Principal I – Identity & Access Management (IAM) Security Engineer Mexico City

Location: Mexico City – Insurgentes Sur
Work Model: 100% On-site
Schedule: Monday to Friday, 9:00 AM – 6:00 PM
Industry: Pharmaceutical (end client)

Position Summary
We are seeking a Principal I – Identity & Access Management (IAM) Security professional to join the IT Security organization of a leading Pharmaceutical company. This role is responsible for leading the design, implementation, and optimization of secure, scalable IAM capabilities, with a strong focus on Privileged Access Management (PAM).

This position plays a strategic and hands-on role in protecting critical digital platforms, enforcing security standards, and ensuring compliance within a highly regulated environment. The role is based on-site in South Mexico City (Insurgentes Sur).

Key Responsibilities

• Lead the design and implementation of enterprise IAM solutions, with a primary focus on Privileged Access Management (PAM).
• Architect and manage PAM capabilities, including:
  • Secure vaulting of privileged credentials
  • Automatic password rotation for human and non-human accounts
  • Credential checkout and check-in workflows
  • API-based secrets retrieval for applications and CI/CD pipelines
  • Encryption of credentials at rest and in transit
• Develop, enforce, and promote adoption of IAM and PAM security policies and standards.
• Collaborate with IT, infrastructure, application, and security teams to integrate IAM solutions across the enterprise.
• Support security and risk assessments to identify, prioritize, and remediate IAM-related vulnerabilities.
• Provide technical leadership, mentorship, and guidance to IAM and security team members.
• Identify and implement automation opportunities and continuous improvements within IAM and PAM platforms.
• Act as a subject matter expert, providing strategic guidance on IAM architecture, security best practices, and emerging threats.
• Evaluate existing IAM and security systems, perform regular maintenance, and ensure reliability and operational excellence of identity services.

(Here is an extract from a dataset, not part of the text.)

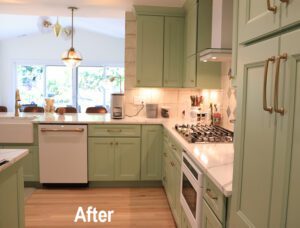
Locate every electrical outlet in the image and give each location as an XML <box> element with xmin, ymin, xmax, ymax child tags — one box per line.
<box><xmin>133</xmin><ymin>96</ymin><xmax>143</xmax><ymax>105</ymax></box>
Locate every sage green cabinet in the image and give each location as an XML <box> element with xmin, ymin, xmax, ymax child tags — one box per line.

Qualifications & Experience

• 8–10 years of total experience in Identity & Access Management, cybersecurity, or related engineering roles.
• Strong hands-on experience with Privileged Access Management (PAM) solutions (3–4+ years).
• Advanced PowerShell scripting skills for automation and administration.
• Deep expertise in Microsoft Active Directory environments.
• Strong knowledge of Public Key Infrastructure (PKI), including MS-PKI, DigiCert PKI, AWS certificates, and Entra ID certificates.
• Proven experience in IAM engineering and/or architecture roles.
• Solid understanding of enterprise security controls, authentication, authorization, and compliance requirements.
• Advanced English proficiency (written and spoken).

Additional Information / Benefits

• On-site position located in Insurgentes Sur, Mexico City.
• Office facilities include on-site parking and cafeteria service.
• Opportunity to work with a global Pharmaceutical client in a highly critical and regulated environment.
• High-impact, senior-level role with strong technical ownership and visibility.